Use an Elasticsearch data source in ApsaraDB for SelectDB - ApsaraDB for SelectDB

This topic describes how to connect an Elasticsearch data source to ApsaraDB for SelectDB and how to use the Elasticsearch data source in ApsaraDB for SelectDB. This helps you perform federated analytics on data in the Elasticsearch data source.

Overview

Elasticsearch catalogs in ApsaraDB for SelectDB support automatic mapping of metadata from Elasticsearch data sources. Based on the distributed query planning capability of ApsaraDB for SelectDB and the full-text search capability of Elasticsearch, you can use Elasticsearch catalogs to provide a comprehensive online analytical processing (OLAP) solution for the following queries:

Multi-index distributed join queries in Elasticsearch
Multi-table join queries across ApsaraDB for SelectDB and Elasticsearch for full-text search and filtering

ApsaraDB for SelectDB supports Elasticsearch 5.X and later.

Create an Elasticsearch catalog

CREATE CATALOG test_es PROPERTIES (
    "type"="es",
    "hosts"="http://127.0.0.1:9200",
    "user"="test_user",
    "password"="test_passwd",
    "nodes_discovery"="false"
);

Elasticsearch does not have the concept of a database. Therefore, after you connect an Elasticsearch data source to ApsaraDB for SelectDB, ApsaraDB for SelectDB automatically creates a unique database named default_db. After you execute the SWITCH statement to switch to the Elasticsearch catalog, ApsaraDB for SelectDB automatically switches to the default_db database without requiring you to execute the USE default_db statement.

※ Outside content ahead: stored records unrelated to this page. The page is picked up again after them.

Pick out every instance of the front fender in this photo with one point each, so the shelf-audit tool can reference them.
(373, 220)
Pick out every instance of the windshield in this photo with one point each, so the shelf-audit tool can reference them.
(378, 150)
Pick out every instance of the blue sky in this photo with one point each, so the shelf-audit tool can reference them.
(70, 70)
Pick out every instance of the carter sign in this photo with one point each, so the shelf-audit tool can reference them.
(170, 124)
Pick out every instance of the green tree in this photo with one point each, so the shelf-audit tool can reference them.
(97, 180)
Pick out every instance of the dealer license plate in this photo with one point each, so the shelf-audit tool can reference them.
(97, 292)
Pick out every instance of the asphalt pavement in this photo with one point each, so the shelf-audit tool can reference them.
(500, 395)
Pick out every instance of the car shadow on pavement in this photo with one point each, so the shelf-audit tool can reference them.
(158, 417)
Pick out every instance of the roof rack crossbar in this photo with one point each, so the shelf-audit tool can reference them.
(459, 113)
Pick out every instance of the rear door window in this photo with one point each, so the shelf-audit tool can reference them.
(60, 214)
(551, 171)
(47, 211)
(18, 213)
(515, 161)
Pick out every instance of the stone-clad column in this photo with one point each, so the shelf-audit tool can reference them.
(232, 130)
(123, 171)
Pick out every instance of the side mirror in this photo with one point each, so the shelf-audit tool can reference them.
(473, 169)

The following table describes the parameters.

Parameter	Required	Default value	Description
hosts	Yes	N/A	The URL that is used to access the Elasticsearch data source. You can specify one or more URLs or set this parameter to the URL of the Server Load Balancer (SLB) instance of the Elasticsearch data source.
user	No	N/A	The account that is used to access the Elasticsearch data source.
password	No	N/A	The password of the account that is used to access the Elasticsearch data source.
doc_value_scan	No	true	Specifies whether to enable the column-oriented storage feature of Elasticsearch or Apache Lucene for querying field values.
keyword_sniff	No	true	Specifies whether to detect fields of the TEXT type in Elasticsearch and perform queries by using the corresponding KEYWORD fields. If you set this parameter to false, the system matches data after the TEXT field is split into terms.
nodes_discovery	No	true	Specifies whether to enable the node discovery feature of Elasticsearch. Default value: true. Note Alibaba Cloud Elasticsearch uses an SLB instance as the entry for handling incoming requests. This prevents direct access to nodes of an Elasticsearch cluster. Therefore, you must set this parameter to false.
ssl	No	false	Specifies whether to enable HTTPS access for the Elasticsearch data source. ApsaraDB for SelectDB is configured to trust all HTTPS requests from the frontend (FE) and backends (BEs), regardless of SSL certificate validity.
mapping_es_id	No	false	Specifies whether to map the `_id` field in the Elasticsearch index.
like_push_down	No	true	Specifies whether to convert LIKE conditions to wildcards and push the LIKE conditions down to the Elasticsearch data source. This increases the CPU consumption of the Elasticsearch data source.
include_hidden_index	No	false	Specifies whether to include the hidden indexes. Default value: false.

Note

Only HTTP basic authentication is supported. Make sure that the account that is used to access the Elasticsearch data source has the permissions to access paths such as /_cluster/state/ and _nodes/http and read indexes. If you do not enable HTTPS access for an Elasticsearch cluster, you do not need to specify the account or password.
By default, if an index in Elasticsearch 5.x or 6.x contains multiple types, ApsaraDB for SelectDB reads data from the first type.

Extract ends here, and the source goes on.